Partiellement. La VAE ou des blocs de compétences ciblés permettent de valoriser des compétences qu’on peut réutiliser – gestion de projet, audit, réglementation industrielle. Mais sans expérience terrain environnementale, le risque demeure élevé. Les recruteurs distinguent nettement une expertise qu’on peut transférer d’une simple bonne volonté.
Comment savoir si ce métier me correspond vraiment avant de m’engager ?

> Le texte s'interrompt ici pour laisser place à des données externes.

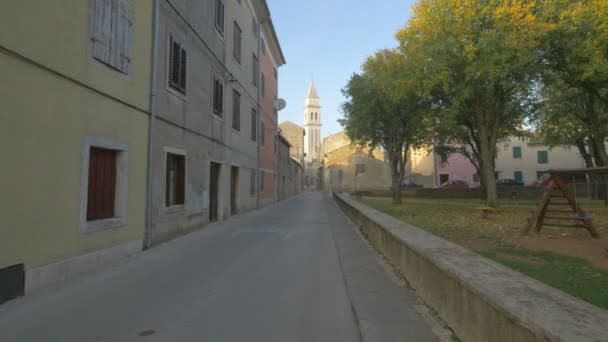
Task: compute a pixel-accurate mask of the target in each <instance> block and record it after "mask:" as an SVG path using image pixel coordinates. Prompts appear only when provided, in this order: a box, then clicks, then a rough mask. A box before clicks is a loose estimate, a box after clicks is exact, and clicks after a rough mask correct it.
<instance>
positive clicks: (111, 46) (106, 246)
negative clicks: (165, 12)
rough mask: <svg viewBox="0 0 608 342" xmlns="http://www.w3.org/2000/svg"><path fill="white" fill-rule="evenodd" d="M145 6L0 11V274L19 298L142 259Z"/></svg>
mask: <svg viewBox="0 0 608 342" xmlns="http://www.w3.org/2000/svg"><path fill="white" fill-rule="evenodd" d="M152 3H153V2H152V1H134V0H90V1H88V0H87V1H68V0H59V1H37V0H8V1H5V2H3V4H2V10H1V11H0V75H1V76H0V79H1V82H0V103H2V109H1V110H0V145H1V146H3V147H4V156H3V158H2V163H1V164H2V167H1V168H0V189H2V192H3V194H4V196H0V213H1V214H0V272H1V270H2V269H6V268H9V267H11V266H13V267H14V266H17V267H22V268H23V269H24V271H25V275H26V276H25V289H26V292H28V291H31V290H35V289H37V288H40V287H43V286H45V285H48V284H51V283H54V282H57V281H61V280H63V279H65V278H67V277H69V276H72V275H74V274H77V273H81V272H85V271H89V270H92V269H95V268H96V267H98V266H100V265H101V264H104V263H107V262H110V261H112V260H116V259H118V258H122V257H125V256H128V255H131V254H134V253H136V252H138V251H140V250H141V248H142V240H143V238H144V227H145V203H146V200H145V199H146V170H147V168H146V167H147V143H148V124H149V112H150V110H149V99H150V74H151V72H150V68H151V65H150V64H151V46H152V20H153V15H152V12H153V8H152ZM108 184H110V185H108Z"/></svg>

Par l’immersion, pas la formation. Stages d’observation, journées terrain, échanges avec des professionnels, lecture attentive des offres d’emploi sur des sites spécialisés comme le Réseau TEE. Sophie R. (forum Orientation-Environnement) le relève : ceux qui réussissent ont pris le temps d’explorer avant de se former. Un bilan de compétences en amont reste la démarche la plus structurante.

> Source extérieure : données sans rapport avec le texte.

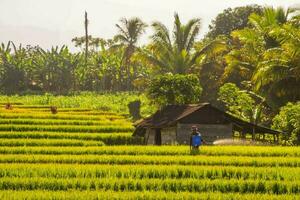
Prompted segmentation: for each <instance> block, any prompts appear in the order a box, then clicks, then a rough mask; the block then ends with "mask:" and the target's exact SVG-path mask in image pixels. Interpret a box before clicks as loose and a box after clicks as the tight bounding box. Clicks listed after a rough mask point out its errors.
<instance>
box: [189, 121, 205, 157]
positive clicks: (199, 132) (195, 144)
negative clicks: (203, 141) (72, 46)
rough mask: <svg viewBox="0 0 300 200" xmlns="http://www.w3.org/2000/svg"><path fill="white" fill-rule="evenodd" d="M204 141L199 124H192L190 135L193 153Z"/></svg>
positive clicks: (197, 148)
mask: <svg viewBox="0 0 300 200" xmlns="http://www.w3.org/2000/svg"><path fill="white" fill-rule="evenodd" d="M202 143H203V139H202V136H201V133H200V132H199V131H198V127H197V126H192V133H191V137H190V150H191V152H192V153H196V152H198V151H199V147H200V146H201V144H202Z"/></svg>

Mon avis tranché : le secteur est porteur, mais le poste de coordinateur environnement ne pardonne pas les raccourcis
Je vais être direct. La dynamique des emplois verts est documentée et mesurable : +24% en deux ans selon l’Ademe, 361 000 métiers à finalité environnementale en 2024 selon le SDES. Ces chiffres sont bons. Mais le poste de coordinateur environnement est l’un des plus exigeants de la filière en termes de technicité, de pluridisciplinarité et d’exposition aux contraintes réglementaires. Ce n’est pas le poste où tester une reconversion rapide.
Le discours de la reconversion express, porté par certains organismes de formation, joue sur une aspiration qui existe – 46% des Français veulent un travail à impact positif (somanyWays, 2023). Mais il omet systématiquement les prérequis réels. S’engager dans quelques semaines de formation sans Bac+3 solide, sans stage ni alternance, c’est risquer une déception coûteuse en temps et en argent.
Et pourtant, je ne suis pas pessimiste. Une reconversion réussie vers ce poste suppose un projet sur 18 à 24 mois minimum, un bilan de compétences sérieux en amont et un parcours certifiant construit sur les fiches de poste réelles. Le secteur recrute – oui. Pas n’importe qui, pas n’importe comment.